According to the ACF plot, wmurders data is non-stationary and there is no seasonality in the data that’s why no transformation is required. Overall, it has upward trend until the early 1990s and then decreasing trend after that.

# Number of difference required
print(paste0("The suggested difference level is ", ndiffs(wmurders)))

## [1] "The suggested difference level is 2"

# CHecking the unit root test at second difference
wmurders %>% diff(differences=2) %>% ur.kpss()

## 
## ####################################### 
## # KPSS Unit Root / Cointegration Test # 
## ####################################### 
## 
## The value of the test statistic is: 0.0458

# Plot at second difference
ggtsdisplay(diff(wmurders, differences=2), main = "At second difference")

The data has become stationary at second difference as the t-value is under 1 which we can verify in the plot above. Coming up to the question, best model for ARIMA(p, q, d) is ARIMA(1,2,2).

(b)

Should you include a constant in the model?
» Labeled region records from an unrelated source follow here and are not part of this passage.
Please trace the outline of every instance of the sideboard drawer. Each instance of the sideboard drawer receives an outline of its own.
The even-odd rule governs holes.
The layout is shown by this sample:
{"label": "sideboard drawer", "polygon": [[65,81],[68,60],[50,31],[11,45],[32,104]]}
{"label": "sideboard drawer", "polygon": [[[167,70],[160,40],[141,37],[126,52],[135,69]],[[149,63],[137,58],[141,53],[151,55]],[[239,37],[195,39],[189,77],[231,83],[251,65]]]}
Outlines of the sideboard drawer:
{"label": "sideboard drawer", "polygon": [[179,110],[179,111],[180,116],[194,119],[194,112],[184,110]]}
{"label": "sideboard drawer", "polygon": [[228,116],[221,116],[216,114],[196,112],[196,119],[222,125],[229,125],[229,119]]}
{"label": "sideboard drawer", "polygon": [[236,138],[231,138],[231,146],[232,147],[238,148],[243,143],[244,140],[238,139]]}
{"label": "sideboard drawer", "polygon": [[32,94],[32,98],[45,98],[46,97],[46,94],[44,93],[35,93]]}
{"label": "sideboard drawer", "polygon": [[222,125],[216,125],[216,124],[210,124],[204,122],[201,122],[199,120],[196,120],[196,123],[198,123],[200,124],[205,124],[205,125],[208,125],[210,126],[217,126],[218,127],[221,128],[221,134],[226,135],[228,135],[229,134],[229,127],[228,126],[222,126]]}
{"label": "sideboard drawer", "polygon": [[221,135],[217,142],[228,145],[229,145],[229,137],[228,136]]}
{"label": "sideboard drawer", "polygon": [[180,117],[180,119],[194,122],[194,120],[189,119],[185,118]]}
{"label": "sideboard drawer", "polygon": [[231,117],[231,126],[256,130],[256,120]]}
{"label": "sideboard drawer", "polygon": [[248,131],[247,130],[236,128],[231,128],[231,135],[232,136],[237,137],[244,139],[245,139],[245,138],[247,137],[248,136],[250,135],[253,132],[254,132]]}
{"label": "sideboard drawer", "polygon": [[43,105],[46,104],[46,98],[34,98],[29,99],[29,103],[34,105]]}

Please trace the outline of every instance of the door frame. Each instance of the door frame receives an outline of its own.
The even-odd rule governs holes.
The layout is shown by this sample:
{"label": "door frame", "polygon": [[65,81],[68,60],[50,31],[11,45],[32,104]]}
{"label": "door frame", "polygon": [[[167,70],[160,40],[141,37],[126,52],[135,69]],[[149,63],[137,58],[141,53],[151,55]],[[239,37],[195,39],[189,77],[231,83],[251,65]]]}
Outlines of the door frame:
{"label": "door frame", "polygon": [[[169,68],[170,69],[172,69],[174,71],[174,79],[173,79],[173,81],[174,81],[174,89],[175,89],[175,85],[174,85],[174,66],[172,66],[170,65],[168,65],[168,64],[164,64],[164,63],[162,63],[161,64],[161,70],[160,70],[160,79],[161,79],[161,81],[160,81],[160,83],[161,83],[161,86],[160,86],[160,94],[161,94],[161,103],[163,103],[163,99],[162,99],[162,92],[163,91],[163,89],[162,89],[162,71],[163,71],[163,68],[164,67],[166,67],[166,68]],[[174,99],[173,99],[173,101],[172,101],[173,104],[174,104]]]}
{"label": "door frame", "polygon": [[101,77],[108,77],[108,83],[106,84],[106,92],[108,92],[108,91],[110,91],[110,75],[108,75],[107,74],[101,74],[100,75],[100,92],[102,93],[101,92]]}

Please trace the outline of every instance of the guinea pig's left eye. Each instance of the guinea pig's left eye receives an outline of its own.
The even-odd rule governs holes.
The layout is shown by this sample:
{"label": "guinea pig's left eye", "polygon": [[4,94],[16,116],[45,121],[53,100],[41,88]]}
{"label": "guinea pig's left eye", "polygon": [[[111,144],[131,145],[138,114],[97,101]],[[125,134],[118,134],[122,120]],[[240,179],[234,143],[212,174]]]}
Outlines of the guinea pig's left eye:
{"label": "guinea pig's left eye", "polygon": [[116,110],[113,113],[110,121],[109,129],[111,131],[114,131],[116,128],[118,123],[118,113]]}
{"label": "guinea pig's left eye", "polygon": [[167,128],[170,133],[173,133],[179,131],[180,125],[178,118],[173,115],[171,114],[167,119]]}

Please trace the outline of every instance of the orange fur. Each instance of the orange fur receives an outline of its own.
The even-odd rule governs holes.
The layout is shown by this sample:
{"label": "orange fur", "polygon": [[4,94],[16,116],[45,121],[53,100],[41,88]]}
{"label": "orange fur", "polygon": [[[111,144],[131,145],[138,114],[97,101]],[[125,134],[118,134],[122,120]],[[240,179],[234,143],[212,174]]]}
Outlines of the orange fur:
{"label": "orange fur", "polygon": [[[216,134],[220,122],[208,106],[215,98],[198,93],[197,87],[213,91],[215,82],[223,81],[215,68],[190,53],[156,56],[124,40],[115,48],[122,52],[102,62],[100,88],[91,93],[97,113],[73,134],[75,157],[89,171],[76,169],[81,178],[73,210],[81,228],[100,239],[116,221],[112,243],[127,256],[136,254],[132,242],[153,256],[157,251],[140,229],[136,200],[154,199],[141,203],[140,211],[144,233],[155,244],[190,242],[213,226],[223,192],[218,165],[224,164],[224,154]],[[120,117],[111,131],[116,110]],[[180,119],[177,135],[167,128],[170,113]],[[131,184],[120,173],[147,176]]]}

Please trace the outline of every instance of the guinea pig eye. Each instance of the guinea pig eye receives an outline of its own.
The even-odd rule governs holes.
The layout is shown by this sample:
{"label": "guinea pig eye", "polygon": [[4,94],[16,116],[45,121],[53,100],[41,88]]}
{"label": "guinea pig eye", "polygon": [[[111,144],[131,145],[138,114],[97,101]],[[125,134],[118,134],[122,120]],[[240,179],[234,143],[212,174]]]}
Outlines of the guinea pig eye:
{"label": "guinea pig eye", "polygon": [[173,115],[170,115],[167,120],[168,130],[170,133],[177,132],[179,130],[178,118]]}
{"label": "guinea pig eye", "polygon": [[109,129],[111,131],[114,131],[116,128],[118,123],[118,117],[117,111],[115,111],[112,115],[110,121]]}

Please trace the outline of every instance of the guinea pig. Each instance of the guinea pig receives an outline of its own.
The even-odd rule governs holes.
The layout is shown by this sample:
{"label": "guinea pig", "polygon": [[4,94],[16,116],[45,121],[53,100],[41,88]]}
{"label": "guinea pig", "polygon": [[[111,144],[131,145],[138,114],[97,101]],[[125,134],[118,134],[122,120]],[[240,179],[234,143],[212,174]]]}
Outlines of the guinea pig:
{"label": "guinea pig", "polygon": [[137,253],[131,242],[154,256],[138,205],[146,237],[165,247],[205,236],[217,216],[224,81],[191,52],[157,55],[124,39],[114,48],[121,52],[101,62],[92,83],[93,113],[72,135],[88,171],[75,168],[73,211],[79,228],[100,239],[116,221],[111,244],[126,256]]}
Explain

THe model should not include a constant which would introduct a drift as there is on consistent trend.

(c)

Write this model in terms of the backshift operator.

$$

(1 - B)yt

$$

(d)

Fit the model using R and examine the residuals. Is the model satisfactory?

Yes, the model is satisfactory at ARIMA(1,2,2)

(e)

Forecast three times ahead. Check your forecasts by hand to make sure that you know how they have been calculated.

(f)

Create a plot of the series with forecasts and prediction intervals for the next three periods shown.

arim <- arima(wmurders, order=c(1,2,2))
autoplot(forecast(arim, h=3))

(g)

Does auto.arima() give the same model you have chosen? If not, which model do you think is better?

auto.arima(wmurders)

## Series: wmurders 
## ARIMA(1,2,1) 
## 
## Coefficients:
##           ar1      ma1
##       -0.2434  -0.8261
## s.e.   0.1553   0.1143
## 
## sigma^2 estimated as 0.04632:  log likelihood=6.44
## AIC=-6.88   AICc=-6.39   BIC=-0.97

No, auto.arima gave 1,2,1 which differs from my model which was 1,2,2.